Non-profit helps families with heat
SOUTHWEST PHILADELPHIA - July 17, 2012 (WPVI) -- This excessive heat isn't just uncomfortable. It can be dangerous. And some families may need a little extra help.
13-year-old Tyshean Thomas can't play outside too much. But he loves playing video games inside when it's hot.
"His favorite right now is Spiderman," says his grandmother Barbara Stokes.
Barbara says he has cerebral palsy and asthma. She became his legal guardian when he was a baby, promising to give him all he needs.
"He deserves it, he is a good kid, I love him so much," she says with a big smile.
But when his air conditioner started to die last week, Barbara, a retiree, worried how she would pay for a new one on a fixed income.
Fortunately, Bayada Nurses referred her to the Kelly Anne Dolan Memorial Fund in Ambler, Pennsylvania.
Peggy Dolan started it more than 35 years ago, after she lost her daughter to a rare leukemia.
The non-profit helps local families with critically-ill or disabled children to cover the cost of necessary things not cover by insurance.

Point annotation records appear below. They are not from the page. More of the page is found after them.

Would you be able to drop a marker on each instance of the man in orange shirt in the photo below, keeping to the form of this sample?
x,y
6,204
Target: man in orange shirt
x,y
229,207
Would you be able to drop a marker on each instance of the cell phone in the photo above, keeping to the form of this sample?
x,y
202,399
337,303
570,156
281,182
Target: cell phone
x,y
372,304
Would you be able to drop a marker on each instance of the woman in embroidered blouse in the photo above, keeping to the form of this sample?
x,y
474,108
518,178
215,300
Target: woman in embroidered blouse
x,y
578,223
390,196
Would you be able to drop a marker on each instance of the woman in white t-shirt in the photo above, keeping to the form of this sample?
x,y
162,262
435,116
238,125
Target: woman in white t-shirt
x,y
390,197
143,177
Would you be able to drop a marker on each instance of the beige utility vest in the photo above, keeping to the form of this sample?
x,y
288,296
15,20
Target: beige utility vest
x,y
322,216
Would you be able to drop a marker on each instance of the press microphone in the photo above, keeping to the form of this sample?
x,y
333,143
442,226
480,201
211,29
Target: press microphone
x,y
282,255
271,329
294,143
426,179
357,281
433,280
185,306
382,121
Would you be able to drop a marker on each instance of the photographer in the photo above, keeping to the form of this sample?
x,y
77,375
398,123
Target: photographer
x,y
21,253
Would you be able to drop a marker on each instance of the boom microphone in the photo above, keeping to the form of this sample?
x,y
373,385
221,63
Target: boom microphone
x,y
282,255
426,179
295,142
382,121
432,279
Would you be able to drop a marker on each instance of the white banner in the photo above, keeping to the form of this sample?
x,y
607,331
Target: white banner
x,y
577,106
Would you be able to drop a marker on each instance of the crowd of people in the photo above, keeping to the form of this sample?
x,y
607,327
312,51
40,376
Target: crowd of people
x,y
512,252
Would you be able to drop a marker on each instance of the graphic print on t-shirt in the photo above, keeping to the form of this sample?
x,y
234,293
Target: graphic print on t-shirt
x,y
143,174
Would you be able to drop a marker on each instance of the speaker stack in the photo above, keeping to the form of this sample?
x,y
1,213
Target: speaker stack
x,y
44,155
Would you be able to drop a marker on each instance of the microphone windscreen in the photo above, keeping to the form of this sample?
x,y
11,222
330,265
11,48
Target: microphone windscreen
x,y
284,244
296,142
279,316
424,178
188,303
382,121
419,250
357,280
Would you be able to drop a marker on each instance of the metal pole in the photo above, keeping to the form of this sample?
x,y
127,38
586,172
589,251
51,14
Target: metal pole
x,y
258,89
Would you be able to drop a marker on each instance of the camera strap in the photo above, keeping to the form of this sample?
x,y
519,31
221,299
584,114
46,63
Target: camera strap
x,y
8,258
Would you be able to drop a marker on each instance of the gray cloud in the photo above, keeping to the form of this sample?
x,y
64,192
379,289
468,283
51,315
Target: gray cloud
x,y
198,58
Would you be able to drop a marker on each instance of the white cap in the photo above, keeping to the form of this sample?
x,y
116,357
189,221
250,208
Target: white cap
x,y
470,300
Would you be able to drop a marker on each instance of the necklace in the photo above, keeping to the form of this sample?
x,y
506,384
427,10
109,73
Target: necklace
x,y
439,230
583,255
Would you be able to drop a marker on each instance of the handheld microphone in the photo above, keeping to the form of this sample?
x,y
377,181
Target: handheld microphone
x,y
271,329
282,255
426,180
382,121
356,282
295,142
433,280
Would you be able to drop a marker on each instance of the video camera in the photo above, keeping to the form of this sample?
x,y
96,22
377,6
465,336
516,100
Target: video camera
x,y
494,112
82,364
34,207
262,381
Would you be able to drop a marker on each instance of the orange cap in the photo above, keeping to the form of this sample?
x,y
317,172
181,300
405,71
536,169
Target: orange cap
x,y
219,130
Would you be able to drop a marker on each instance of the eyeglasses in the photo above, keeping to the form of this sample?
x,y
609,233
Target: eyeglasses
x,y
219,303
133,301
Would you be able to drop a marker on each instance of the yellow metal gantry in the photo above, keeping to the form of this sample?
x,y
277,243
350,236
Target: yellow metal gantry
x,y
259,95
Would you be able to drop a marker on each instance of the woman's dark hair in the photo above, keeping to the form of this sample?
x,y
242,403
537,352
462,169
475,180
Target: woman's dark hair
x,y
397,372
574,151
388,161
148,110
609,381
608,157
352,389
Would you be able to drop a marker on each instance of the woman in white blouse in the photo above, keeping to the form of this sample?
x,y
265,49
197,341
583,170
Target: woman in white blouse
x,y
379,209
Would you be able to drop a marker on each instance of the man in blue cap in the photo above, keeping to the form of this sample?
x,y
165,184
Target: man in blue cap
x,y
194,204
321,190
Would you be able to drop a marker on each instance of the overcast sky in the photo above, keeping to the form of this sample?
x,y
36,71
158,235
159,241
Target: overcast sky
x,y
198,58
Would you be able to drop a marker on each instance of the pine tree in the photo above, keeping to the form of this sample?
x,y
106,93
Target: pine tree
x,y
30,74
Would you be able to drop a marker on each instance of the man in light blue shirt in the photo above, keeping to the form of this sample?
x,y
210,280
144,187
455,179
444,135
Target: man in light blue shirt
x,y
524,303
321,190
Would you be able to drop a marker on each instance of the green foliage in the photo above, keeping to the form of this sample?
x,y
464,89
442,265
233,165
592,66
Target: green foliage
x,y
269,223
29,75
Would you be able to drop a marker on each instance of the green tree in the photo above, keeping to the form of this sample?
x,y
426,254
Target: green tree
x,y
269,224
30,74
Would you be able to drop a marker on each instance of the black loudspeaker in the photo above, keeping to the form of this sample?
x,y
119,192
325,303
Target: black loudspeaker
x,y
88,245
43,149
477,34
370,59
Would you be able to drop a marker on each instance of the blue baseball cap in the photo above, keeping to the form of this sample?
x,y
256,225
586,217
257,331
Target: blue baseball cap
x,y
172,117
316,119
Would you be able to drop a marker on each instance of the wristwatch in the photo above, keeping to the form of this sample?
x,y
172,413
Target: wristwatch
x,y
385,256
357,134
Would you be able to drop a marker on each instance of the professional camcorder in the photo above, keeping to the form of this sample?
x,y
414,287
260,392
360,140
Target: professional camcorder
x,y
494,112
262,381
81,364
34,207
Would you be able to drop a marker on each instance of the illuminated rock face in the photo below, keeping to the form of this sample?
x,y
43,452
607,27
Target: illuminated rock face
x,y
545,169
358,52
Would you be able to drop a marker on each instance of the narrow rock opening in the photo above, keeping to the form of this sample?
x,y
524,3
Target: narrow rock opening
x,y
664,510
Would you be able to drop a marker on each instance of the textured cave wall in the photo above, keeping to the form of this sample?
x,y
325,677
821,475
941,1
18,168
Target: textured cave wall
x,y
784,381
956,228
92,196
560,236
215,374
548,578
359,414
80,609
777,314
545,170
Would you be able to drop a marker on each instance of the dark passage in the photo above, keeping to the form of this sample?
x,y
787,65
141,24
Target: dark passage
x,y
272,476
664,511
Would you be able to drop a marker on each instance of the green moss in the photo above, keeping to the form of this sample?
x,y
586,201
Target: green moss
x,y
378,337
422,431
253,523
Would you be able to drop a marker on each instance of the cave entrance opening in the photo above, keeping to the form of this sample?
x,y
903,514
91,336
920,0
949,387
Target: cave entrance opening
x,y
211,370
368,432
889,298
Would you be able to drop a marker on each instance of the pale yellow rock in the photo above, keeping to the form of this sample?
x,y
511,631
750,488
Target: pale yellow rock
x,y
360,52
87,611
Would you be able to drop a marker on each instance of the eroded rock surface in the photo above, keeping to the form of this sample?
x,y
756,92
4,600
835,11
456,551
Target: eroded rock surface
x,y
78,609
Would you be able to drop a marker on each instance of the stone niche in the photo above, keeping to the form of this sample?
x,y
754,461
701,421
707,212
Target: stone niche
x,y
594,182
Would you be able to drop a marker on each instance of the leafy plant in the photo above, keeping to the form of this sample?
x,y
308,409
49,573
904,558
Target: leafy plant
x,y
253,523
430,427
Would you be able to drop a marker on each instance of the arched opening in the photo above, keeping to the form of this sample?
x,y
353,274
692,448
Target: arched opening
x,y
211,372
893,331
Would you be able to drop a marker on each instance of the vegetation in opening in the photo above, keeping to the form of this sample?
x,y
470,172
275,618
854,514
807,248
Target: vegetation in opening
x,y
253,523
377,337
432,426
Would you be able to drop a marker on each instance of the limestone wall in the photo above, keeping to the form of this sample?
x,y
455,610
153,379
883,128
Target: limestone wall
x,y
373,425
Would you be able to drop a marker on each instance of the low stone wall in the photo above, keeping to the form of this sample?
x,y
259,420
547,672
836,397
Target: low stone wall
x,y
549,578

It's helping Barbara get a new air conditioner for Tysheen.
Dolan says it's vital.
"This way we can avoid a crisis that would get him into the hospital. For a young boy who has had to deal with a lot of medical problems throughout his life, if we can spare him one more, we've done good," says Dolan.
Barbara says, "With them helping me get an AC is a real blessing, this way I know he will be cool in his room, he will be safe."
A check for that new air conditioner is expected to arrive today. The fund will also help them pay their electric bill.
In addition to cerebral palsy, other conditions seriously affected by the heat include multiple sclerosis, spinal cord injuries, asthma or COPD, cystic fibrosis, and heart problems. For many of those, air conditioning is a must.
The 'Kelly Anne Dolan Memorial Fund' works only on referrals, such as those from nurses or another healthcare provider.
But there are other resources available as well.
The Pa. Department of Public Welfare says county assistance offices often know of local help. Health departments may also have contact with social service agencies. In Bucks County, officials tell Action News that the Family Services Association and Bucks County Opportunity Council can help. Most utilities also offer rebates for newer, more efficient air conditioners.